“You could be forgiven for thinking American higher education is in an advanced state of moral and spiritual decay,” Gerard Baker recently wrote in the pages of The Wall Street Journal.
But after attending University of Notre Dame’s spring commencement, Baker, the former editor-in-chief of the Journal, came away with renewed appreciation that not all of academe dances to the same marching-band beat.
And some universities may be exactly what the nation needs right now.
Baker was particularly struck by the admonition from Notre Dame’s outgoing president, Father John I. Jenkins, urging students to resist the allure of demonizing those with whom they disagree. “My message to you today is very simple,” Jenkins said. “Don’t succumb! Don’t be seduced by hatred. Rather, show the world that your commitment to your convictions does not require that you show contempt for those who do not share them.”

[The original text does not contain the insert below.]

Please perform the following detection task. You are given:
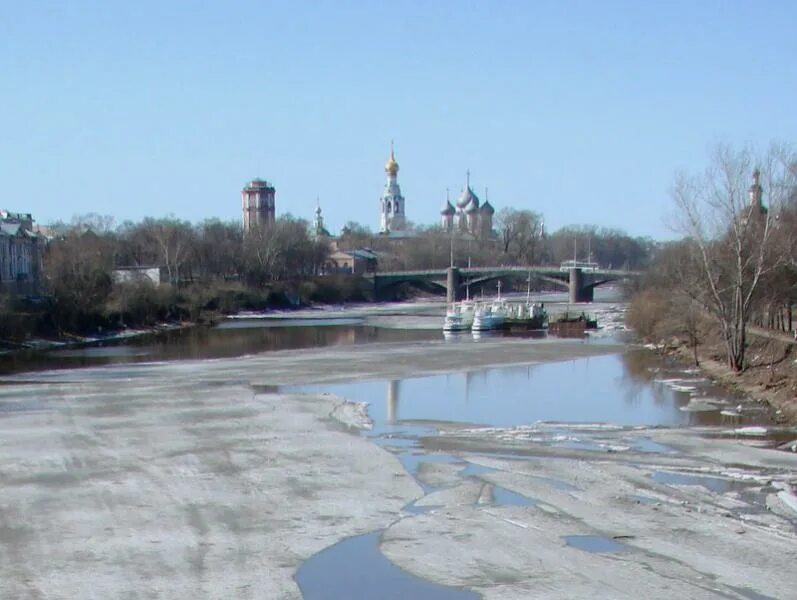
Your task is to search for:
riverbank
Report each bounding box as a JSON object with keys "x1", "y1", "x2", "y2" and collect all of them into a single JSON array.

Baker saw an alternative to the prevailing story about higher education in America — one that involves teachers and administrators who actually “practice and preach the ideal of a university.”
It could be said American higher education today is a tale of two campuses. Yes, in some educational spaces it seems like a season of darkness, but in so many others it’s a season of undeniably brilliant light. And while incredulity is found in one corner, there’s an abundance of buoyant belief in places like Baylor, BYU, Notre Dame and so many others.

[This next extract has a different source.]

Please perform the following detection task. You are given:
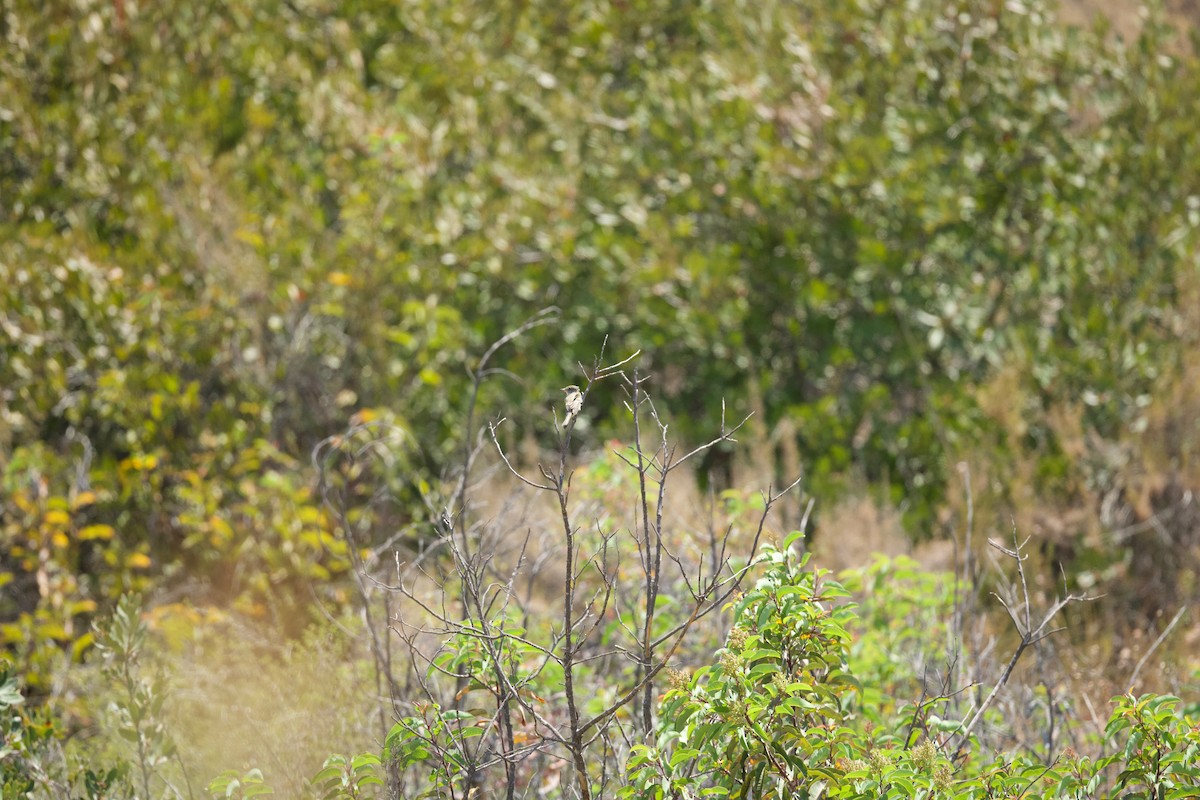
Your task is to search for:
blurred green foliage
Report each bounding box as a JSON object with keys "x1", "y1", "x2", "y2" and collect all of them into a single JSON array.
[{"x1": 0, "y1": 0, "x2": 1200, "y2": 738}]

In fact, the more time I spend conversing with colleagues and students from across America’s campuses, but especially faith-based ones, the more I’m convinced our nation urgently needs the unique light emanating from religious students, faculty and institutions of higher learning.
Last week, I joined dozens of university presidents in the nation’s capital at a convening of faith-based schools by the American Council of Education, or ACE. Held at the National Press Club, this historic event was organized in conjunction with ACE’s newly launched Commission on Faith-Based Universities, co-chaired by Shirley Hoogstra, president of the Council for Christian Colleges and Universities, and Elder Clark G. Gilbert, a General Authority Seventy of The Church of Jesus Christ of Latter-day Saints and the church’s commissioner of education.

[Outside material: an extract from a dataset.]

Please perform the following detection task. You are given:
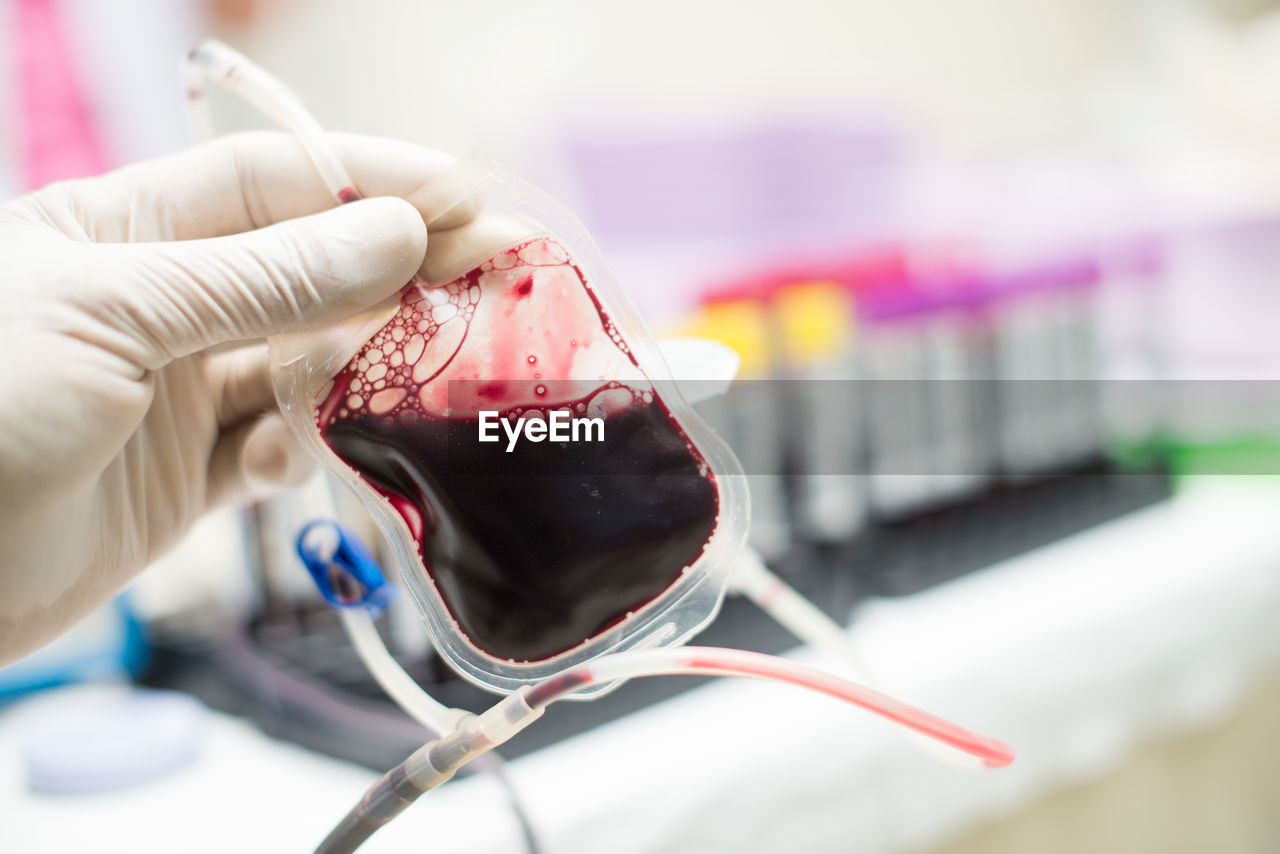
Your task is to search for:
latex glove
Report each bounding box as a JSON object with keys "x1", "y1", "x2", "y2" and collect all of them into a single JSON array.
[{"x1": 0, "y1": 133, "x2": 470, "y2": 665}]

Alongside Linda Livingstone, president of Baylor, Jim Gash, president of Pepperdine, John “Jack” DeGioia, president of Georgetown, and Ari Berman, president of Yeshivah, we discussed religious higher education’s contributions to innovation. Rabbi Berman wondered whether society can long survive the innovation tsunami of AI and bioengineering absent the moral lifeline of religion.
These aren’t the only societal challenges religious education is often uniquely situated to help navigate.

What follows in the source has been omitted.